Member of the Nebraska Legislature from the 4th district
- In office January 5, 1983 – January 9, 1991
- Preceded by: Larry Stoney
- Succeeded by: Thomas Horgan

Personal details
- Born: May 5, 1943 (age 83) Omaha, Nebraska
- Party: Republican
- Spouse: Mary Lou
- Children: 4
- Education: University of Omaha (B.A.)
- Occupation: Real estate broker

= Gary Hannibal =

American politician (born 1943)

Gary E. Hannibal (born May 5, 1943) is a Republican politician from Nebraska who served as a member of the Nebraska Legislature from the 4th district from 1983 to 1991.

==Early career==
Hannibal was born in Omaha, Nebraska, and graduated from Westside High School. He attended the University of Omaha, receiving his bachelor's degree in economics in 1970. Hannibal established Hannibal Construction, Inc., in 1965, and began working as a real estate broker in 1972. He served on the board of directors of the National Association of Home Builders from 1974 to 1982, and as president of the Metropolitan Omaha Builders Association in 1982.

==Nebraska Legislature==
In 1982, State Senator Larry Stoney declined to seek re-election to a third term, and Hannibal ran to succeed him in the 4th district, which was based in West Omaha. In the nonaprtisan primary, he faced Wanda Christie, an antique dealer; Dennis Hanley, a teacher; Maureen Monen, a member of the state Natural Resources Commission; Bev Laing, an improvement district trustee; and Al Pattavina, the former city director of public safety, In the primary, Hannibal placed first, winning 37 percent of the vote to Laing's 24 percent. Though the race was formally nonpartisan, both Hannibal and Laing were Republicans. Hannibal ultimately defeated Laing by a narrow margin, winning 53–47 percent.

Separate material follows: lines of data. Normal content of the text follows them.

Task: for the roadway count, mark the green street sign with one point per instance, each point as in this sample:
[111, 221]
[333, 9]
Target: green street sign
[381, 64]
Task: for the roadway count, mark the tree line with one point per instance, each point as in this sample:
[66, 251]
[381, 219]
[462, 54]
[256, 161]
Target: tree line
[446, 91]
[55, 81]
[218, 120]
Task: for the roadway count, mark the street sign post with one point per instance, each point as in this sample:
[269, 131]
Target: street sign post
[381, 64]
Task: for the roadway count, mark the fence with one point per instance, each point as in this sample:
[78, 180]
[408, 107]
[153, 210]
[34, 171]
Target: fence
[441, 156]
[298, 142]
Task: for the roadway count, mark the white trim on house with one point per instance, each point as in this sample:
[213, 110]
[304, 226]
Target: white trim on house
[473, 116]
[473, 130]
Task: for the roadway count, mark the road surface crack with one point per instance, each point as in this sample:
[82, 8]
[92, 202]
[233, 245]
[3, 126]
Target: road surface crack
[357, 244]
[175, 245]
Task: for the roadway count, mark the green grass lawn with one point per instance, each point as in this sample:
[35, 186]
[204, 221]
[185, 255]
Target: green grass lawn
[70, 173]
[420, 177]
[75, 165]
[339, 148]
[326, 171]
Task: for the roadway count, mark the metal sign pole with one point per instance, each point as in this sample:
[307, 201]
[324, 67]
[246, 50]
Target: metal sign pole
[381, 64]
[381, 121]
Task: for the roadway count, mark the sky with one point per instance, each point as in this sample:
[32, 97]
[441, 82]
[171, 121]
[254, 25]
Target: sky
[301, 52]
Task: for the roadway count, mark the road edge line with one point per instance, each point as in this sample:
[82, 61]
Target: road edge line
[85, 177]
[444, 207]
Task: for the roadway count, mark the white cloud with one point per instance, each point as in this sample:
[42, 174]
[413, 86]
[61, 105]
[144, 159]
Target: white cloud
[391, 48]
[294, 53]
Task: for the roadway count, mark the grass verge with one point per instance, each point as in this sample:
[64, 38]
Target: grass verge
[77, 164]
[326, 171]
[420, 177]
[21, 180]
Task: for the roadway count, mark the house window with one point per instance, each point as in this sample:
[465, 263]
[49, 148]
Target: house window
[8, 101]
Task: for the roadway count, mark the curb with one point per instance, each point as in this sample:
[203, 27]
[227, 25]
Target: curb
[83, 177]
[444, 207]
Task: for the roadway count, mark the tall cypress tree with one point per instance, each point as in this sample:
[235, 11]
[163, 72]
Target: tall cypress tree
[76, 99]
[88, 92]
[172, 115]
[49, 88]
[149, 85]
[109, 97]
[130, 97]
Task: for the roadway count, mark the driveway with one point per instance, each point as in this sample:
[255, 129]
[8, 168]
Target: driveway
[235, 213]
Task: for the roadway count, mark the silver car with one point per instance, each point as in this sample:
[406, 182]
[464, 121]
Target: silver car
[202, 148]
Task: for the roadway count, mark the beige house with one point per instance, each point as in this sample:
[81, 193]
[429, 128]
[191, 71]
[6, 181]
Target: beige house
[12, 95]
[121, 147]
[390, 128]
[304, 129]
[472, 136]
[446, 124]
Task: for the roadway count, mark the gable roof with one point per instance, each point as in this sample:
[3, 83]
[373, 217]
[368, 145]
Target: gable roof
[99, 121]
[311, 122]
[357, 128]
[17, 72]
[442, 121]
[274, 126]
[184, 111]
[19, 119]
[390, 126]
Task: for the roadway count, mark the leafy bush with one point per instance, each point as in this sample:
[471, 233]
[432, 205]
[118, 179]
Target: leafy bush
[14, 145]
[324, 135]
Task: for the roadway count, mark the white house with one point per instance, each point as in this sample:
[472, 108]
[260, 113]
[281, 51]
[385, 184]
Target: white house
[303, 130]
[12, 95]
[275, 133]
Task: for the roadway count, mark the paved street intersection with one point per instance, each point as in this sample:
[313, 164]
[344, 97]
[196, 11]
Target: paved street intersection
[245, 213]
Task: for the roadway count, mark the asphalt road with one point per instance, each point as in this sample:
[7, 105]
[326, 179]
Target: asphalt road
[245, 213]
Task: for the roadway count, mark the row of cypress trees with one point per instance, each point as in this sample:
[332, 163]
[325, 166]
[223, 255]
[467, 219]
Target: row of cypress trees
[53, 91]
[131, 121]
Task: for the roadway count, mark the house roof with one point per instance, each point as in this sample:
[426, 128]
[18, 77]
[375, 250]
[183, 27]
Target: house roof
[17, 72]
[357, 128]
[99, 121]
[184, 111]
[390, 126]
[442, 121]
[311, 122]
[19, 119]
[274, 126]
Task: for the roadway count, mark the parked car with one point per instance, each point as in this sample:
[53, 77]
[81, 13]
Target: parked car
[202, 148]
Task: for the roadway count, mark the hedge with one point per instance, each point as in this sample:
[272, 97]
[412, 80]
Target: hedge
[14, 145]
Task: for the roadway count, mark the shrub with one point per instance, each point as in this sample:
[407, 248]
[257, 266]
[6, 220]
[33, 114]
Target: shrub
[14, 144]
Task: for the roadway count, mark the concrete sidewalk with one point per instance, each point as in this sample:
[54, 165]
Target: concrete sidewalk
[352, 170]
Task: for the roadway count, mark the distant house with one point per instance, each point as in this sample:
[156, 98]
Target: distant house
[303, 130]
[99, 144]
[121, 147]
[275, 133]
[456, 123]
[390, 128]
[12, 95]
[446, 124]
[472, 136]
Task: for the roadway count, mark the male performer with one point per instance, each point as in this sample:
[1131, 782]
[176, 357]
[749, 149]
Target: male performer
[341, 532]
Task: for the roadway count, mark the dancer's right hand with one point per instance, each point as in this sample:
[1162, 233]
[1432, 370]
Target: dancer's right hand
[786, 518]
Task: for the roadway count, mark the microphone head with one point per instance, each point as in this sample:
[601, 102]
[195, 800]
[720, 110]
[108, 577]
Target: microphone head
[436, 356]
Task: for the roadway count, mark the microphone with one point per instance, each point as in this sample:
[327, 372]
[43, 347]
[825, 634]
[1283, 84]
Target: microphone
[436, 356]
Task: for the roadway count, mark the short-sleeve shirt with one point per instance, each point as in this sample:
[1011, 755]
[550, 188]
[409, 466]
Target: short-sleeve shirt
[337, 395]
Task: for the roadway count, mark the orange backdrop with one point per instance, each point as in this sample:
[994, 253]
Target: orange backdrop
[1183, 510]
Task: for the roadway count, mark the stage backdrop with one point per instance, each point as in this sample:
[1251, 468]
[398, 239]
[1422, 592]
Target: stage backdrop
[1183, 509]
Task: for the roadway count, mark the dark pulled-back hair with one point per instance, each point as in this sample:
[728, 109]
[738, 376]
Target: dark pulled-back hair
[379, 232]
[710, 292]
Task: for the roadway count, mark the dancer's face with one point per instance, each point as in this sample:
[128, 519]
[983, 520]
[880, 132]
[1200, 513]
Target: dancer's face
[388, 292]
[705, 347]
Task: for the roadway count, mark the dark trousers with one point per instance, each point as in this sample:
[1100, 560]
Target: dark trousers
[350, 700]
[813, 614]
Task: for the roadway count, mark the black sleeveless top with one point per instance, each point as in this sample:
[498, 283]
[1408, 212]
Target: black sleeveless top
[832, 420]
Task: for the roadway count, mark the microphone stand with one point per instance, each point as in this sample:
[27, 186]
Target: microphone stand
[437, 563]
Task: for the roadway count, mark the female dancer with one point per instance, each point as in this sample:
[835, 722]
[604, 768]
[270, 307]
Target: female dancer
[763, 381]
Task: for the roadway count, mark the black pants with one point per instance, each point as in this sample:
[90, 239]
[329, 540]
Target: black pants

Hannibal ran for re-election to a second term in 1986. Homebuilder Denny Henson, a Republican, challenged Hannibal for re-election. In the primary, Hannibal placed first over Henson, winning 60 percent. However, in the general election, Hannibal only won re-election by a narrow margin, receiving 53 percent of the vote to Henson's 47 percent.

In 1990, Hannibal declined to seek re-election to a third term, instead deciding to return to his real estate business.